One of the league's best wide receivers, DeAndre Hopkins quickly jumped into the conversation. In a now-deleted tweet, Hopkins stated he was contemplating his future in the NFL.

"Never thought I would say this, But being put in a position to hurt my team because I don't want to partake in the vaccine is making me question my future in the @Nfl."

Tampa Bay Buccaneers running back Leonard Fournette chimed in on Twitter as well.

"Vaccine I can’t do it……."

Meanwhile, New England Patriots assistant coach Cole Popovich left the team due to the new COVID-19 policies.

Of course, it wasn't all players and coaches who disagreed with the NFL's new rules regarding the vaccine.

Many teams around the league have reached the 85% vaccine threshold. However, there's enough disagreement between players that it could cause issues for the league later down the line.

Washington Football Coach Ron Rivera openly expressed frustration that his team has one of the lowest vaccination rates in the NFL.
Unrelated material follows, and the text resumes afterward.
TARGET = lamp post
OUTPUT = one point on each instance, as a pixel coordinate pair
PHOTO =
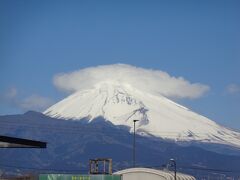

“I hope we can get to these guys and get them to understand that really it’s not just for them but it’s for the people around them.” “That’s the thing where I think hopefully we will get their attention, that this is not just for them but for the folks around them.”

It's important to point out that Rivera battled squamous cell carcinoma, a type of skin cancer. Now in remission, Rivera is immunodeficient, which puts him at an increased risk if he were to be infected with COVID-19.

Let's make this clear: Nobody should be forced to get the COVID-19 vaccine. Players, and everyone alike, deserve to have a choice in the matter.

However, the strong stance by the NFL on this matter was an absolute necessity. The product is much worse off with players missing in action and games being rescheduled.

If as a player you choose against the vaccine then you'll have to learn to accept the consequences that could come along with that. That could mean forfeiting a game, losing a check, or infecting a coach recovering from cancer. It may sound harsh, but that's the reality of the situation.

The NFL has done just about all they can possibly do to incentivize getting the vaccine. If the remaining unvaccinated players haven't been swayed to get vaccinated yet, it's doubtful anything the NFL can do now will change their minds.

The point isn't that the COVID-19 problem would suddenly vanish if every NFL player was vaccinated, because as we've seen and publications have reported, those who are vaccinated can still be diagnosed with the virus. But what it would mean is that the league, the players, and the coaches worked together as one to at least try and prevent any major health issues.

Unfortunately, that type of solidarity and cooperation just hasn't existed between the NFL and some of its players and coaches.

What comes next remains to be seen, but one thing is for certain: Without player cooperation, the NFL's COVID-19 problem is set to play a factor in the upcoming 2021 regular season.